Book review: Middle England

I somehow missed this novel by Jonathan Coe, and only learned about it when a colleague suggested I read it, and lent me her copy.

This novel is set in London and ‘Middle England’, which I learned to be Birmingham, opens in 2010, in the wake of the worldwide financial crisis, and as London is gearing up for the 2012 summer Olympics. It spans the next six years as the UK gears up for the Brexit vote, and then addresses the fall-out.

It tells this story of modern-day England through an interesting cast of characters: Benjamin, a near-recluse writer who has been writing the same novel for the past thirty years and is now dealing with his elderly father following his mother’s death, his niece, art professor Sophie, is out to “make a success” of her latest relationship after a string of failures.

Benjamin’s friend Doug is a liberal political columnist who believes he is the voice of the common man, although even he realizes the hypocrisy of penning those pieces from his six million pound villa in an exclusive enclave of London. Then there’s his unhappy “social justice warrior” daughter, Corrie, attending a posh private school by day and rioting and looting against “racist police and elitist society” in her free time. She will later mature into a university student working to dismiss college professors who are not sufficiently “woke”.

The novel stands out for its strong writing and character development. And I enjoyed this glimpse into modern British malaise. My one gripe – perhaps intentional? – is that this novel is quite sweeping in its scope and storytelling from various points of view. Yet all the anti-Brexit characters are … well … often insufferable snobs, with a penchant for virtue-signaling. One pro-Brexit character is a racist, the other is suffering from dementia and living in the past.

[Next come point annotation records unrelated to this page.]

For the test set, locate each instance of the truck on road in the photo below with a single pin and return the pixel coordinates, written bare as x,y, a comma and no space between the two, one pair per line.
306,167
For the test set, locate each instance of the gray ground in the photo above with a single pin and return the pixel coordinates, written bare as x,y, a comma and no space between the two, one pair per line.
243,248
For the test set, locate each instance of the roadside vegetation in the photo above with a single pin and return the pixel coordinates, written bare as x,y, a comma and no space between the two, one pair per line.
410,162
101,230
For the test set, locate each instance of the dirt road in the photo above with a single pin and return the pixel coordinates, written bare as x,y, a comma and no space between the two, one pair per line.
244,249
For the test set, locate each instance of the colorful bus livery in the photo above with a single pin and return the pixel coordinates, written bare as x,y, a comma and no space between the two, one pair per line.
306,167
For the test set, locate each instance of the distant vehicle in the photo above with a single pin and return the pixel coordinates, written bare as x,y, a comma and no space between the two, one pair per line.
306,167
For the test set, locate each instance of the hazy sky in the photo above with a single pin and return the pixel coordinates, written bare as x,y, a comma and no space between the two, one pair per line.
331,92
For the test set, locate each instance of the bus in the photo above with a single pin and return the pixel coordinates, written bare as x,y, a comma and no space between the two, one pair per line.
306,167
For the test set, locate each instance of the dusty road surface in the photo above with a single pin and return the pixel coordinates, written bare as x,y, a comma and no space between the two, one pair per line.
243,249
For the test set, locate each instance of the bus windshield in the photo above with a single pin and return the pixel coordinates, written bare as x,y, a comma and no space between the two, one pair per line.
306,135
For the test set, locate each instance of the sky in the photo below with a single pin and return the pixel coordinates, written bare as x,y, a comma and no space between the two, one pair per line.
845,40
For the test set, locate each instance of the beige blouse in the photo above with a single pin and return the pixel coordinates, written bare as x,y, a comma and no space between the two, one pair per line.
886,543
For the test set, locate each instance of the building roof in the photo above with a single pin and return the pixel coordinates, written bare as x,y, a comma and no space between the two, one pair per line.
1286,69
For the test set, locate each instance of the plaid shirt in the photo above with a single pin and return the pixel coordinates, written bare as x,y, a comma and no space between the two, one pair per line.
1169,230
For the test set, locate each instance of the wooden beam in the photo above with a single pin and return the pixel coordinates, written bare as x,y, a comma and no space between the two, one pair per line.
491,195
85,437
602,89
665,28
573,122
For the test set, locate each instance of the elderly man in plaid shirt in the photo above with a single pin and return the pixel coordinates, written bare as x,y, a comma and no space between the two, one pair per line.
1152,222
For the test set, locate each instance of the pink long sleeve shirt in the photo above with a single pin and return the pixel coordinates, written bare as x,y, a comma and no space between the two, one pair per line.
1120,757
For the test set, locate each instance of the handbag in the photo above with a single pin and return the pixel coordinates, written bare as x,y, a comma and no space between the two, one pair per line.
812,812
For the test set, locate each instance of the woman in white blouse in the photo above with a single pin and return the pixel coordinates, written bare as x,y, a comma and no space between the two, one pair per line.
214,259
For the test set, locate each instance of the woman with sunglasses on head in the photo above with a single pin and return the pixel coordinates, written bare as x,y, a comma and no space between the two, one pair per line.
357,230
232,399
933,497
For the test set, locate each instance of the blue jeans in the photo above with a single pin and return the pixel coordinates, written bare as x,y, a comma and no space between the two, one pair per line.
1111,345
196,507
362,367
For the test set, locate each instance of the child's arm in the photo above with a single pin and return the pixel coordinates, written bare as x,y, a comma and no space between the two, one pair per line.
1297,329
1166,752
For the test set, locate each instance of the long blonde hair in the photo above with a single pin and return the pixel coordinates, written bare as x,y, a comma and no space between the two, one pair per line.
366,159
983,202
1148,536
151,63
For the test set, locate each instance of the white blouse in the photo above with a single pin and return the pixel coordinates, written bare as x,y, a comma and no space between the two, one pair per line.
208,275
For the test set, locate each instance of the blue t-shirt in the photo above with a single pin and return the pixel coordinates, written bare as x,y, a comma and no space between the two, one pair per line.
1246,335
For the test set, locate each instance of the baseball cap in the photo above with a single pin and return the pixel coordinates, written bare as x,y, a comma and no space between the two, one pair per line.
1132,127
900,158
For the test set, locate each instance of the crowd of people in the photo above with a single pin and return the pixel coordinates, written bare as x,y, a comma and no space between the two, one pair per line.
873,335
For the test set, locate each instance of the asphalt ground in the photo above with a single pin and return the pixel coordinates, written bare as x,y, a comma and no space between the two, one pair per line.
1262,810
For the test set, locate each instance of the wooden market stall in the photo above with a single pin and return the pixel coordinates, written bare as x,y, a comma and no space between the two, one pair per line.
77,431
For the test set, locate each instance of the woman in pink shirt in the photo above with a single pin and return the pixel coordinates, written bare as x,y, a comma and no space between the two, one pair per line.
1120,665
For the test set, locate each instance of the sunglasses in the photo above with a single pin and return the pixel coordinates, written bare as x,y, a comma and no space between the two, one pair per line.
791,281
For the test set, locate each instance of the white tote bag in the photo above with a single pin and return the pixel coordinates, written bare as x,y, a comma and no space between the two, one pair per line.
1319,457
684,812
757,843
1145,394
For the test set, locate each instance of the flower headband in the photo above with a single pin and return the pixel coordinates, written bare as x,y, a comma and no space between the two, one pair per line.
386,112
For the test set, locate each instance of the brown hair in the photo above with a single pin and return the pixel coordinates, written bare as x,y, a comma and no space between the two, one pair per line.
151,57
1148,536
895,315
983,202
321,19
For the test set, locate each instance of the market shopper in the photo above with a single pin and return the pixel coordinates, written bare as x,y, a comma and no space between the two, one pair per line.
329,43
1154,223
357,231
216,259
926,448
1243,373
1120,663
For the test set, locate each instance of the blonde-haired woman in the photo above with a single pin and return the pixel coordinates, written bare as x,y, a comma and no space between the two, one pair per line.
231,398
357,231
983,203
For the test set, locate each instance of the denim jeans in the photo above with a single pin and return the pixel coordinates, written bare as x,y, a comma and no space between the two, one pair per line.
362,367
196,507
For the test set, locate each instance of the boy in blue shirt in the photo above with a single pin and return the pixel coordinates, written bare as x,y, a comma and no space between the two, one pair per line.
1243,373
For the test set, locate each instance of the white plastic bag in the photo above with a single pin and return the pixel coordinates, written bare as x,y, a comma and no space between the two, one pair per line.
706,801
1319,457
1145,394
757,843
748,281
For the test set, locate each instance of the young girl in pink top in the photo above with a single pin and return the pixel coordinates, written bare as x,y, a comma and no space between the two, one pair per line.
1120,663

I felt the author missed the opportunity to fully explore this interesting moment in time. I live in Italy, where anti-Brussels sentiment is strong (and not only amongst racists and Alzheimer-sufferers), and I felt a more balanced exploration of the two Brexit camps could have strengthened this novel. Nevertheless, I truly enjoyed immersing myself in contemporary ‘Middle England’, and highly recommend this novel.